June is a key month for markets as nearly all the world’s major central banks are slated to meet and determine their policy stance and make any changes to interest rate policy and asset purchase programs. Outside of the Bank of Japan, the policy stance of the world’s major central banks has turned in a dovish direction, with the ECB slated to cut rates as soon as this month. To a US fixed income investor, global central bank actions are crucial to US rates and markets due to their impact on exchange rates, capital flows, and global economic conditions. The interconnected nature of the global economy means that policies set by central banks around the world can significantly influence US financial conditions, economic performance, and investor behavior. Here are the key central bank dates for this month and the probability of policy rate shifts as implied by interest rates markets.

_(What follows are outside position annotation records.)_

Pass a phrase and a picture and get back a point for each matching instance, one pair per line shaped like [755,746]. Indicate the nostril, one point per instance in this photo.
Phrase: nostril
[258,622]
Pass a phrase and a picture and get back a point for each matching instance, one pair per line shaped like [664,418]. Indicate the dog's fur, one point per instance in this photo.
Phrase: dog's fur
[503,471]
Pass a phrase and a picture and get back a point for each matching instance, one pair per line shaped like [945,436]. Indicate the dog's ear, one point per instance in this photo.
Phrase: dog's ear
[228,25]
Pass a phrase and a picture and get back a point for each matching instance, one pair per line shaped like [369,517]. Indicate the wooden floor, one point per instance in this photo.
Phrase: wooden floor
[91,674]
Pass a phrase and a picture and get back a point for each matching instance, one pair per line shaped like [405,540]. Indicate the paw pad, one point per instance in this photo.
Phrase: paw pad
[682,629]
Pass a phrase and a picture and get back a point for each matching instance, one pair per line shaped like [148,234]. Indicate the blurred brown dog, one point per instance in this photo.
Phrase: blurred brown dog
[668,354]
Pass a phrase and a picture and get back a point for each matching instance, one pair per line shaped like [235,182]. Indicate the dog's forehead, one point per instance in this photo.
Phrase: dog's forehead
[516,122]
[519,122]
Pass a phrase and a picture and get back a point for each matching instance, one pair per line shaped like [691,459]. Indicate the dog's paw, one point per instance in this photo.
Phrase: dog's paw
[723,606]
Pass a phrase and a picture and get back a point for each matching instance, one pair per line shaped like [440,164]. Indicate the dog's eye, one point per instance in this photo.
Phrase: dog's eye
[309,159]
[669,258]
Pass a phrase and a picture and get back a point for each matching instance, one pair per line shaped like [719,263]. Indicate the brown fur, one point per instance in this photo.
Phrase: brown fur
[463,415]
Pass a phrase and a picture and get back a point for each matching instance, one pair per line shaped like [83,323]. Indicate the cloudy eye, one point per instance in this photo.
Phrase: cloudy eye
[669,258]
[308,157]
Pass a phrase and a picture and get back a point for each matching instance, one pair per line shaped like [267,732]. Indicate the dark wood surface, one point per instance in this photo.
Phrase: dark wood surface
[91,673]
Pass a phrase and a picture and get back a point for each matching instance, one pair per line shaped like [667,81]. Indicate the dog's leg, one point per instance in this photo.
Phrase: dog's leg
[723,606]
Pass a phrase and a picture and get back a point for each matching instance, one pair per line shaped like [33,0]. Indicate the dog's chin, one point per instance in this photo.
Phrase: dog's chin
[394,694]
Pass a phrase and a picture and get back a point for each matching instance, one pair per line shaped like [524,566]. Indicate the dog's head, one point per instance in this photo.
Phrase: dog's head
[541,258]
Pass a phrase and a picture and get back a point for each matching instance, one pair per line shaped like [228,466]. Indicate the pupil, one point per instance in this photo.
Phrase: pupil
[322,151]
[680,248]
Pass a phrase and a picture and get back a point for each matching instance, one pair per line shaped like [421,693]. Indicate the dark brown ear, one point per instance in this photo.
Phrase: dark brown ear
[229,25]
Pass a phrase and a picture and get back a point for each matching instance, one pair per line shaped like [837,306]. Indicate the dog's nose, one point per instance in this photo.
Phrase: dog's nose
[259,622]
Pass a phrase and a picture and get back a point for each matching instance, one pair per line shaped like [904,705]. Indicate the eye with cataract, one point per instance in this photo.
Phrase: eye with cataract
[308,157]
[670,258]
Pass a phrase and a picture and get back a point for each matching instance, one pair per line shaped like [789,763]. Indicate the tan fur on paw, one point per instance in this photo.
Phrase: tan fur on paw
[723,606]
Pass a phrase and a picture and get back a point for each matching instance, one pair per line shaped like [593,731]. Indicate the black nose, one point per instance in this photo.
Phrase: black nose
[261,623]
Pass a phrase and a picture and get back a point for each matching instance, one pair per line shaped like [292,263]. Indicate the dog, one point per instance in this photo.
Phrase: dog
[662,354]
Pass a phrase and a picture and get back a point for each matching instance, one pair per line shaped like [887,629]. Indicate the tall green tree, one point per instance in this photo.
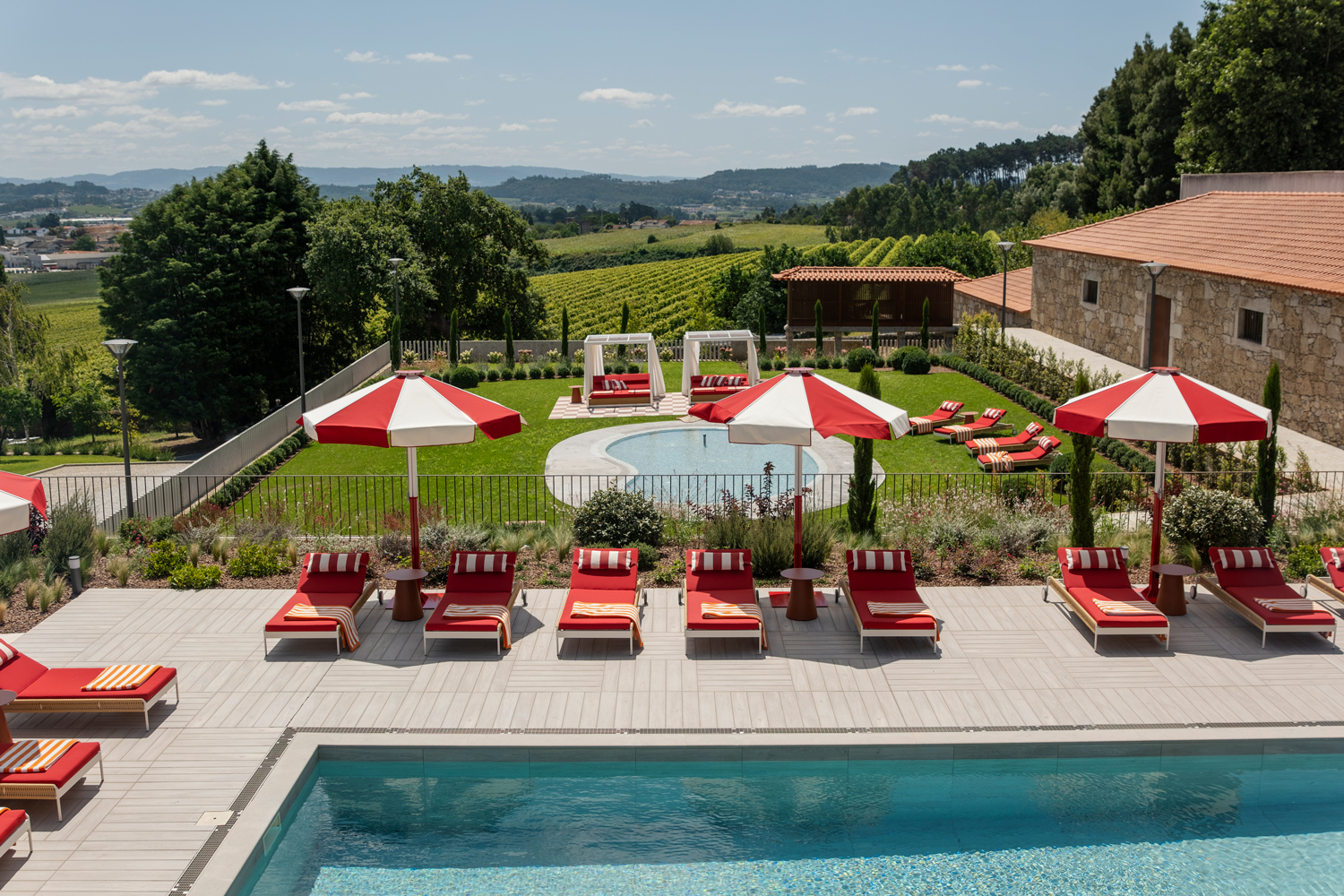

June 5th – Bank of Canada (67% chance of an interest rate cut)
Canada CPI has been declining steadily this year, while growth readings remain below the strong US economic expansion, as Canada GDP registered a 0.6% growth at its most recent release on May 31st. Given its benign growth and inflation picture, the Bank of Canada is expected to start cutting interest rates as soon as its June meeting.
June 6th – European Central Bank (98% chance of an interest rate cut)
Given the Eurozone’s disinflationary trend coupled with its languishing economic growth, the ECB has communicated its intention to commence interest rate cuts at its June meeting as it aims to bring down borrowing costs.
June 12th – US Federal Reserve (2% chance of an interest rate cut)
Unlike economic conditions in Canada and the Eurozone, the policy picture remains muddled in the US. Above-trend inflation is at odds with the Fed’s intention to lower interest rates over time to bring its policy rate closer to its neutral rate of 2.5%. While we do not expect any policy changes during its June meeting, the Fed’s quarterly Summary of Economic Projections, Dot Plot, and Powell’s remarks during his customary press conference will further illuminate the Fed’s policy stance. We continue to believe that the FOMC is determined to cut rates in the face of weaker data and has largely ruled out rate hikes, which continue to present an asymmetric outcome to lower rates.
June 14th – Bank of Japan (26% chance of an interest rate hike)
The BOJ is the lone major central bank that is expected to tighten its policy stance and raise interest rates this year. While it is not expected to act in raising its policy rate during the June meeting, the BOJ could strongly indicate an impending rate hike in July. As a percentage of GDP, Japan is the most indebted major economy in the world by a wide margin, so the BOJ will have to take special care to raise interest rates amid extreme interest rate volatility, as markets have pushed the yen to its weakest level in four decades.
June 20th – Bank of England (6% chance of an interest rate cut)
While the Bank of England has indicated that interest rates are in restrictive territory, it is not expected to lower them in June due to strong services inflation releases in April. Like the Fed, the BOE is keen to cut rates if inflation moderates over the coming months.
If all goes according to market pricing, all else equal, we don’t expect a huge move in markets. All eyes continue to be on inflation data, which will determine the timeline for ECB and FOMC rate cut decisions.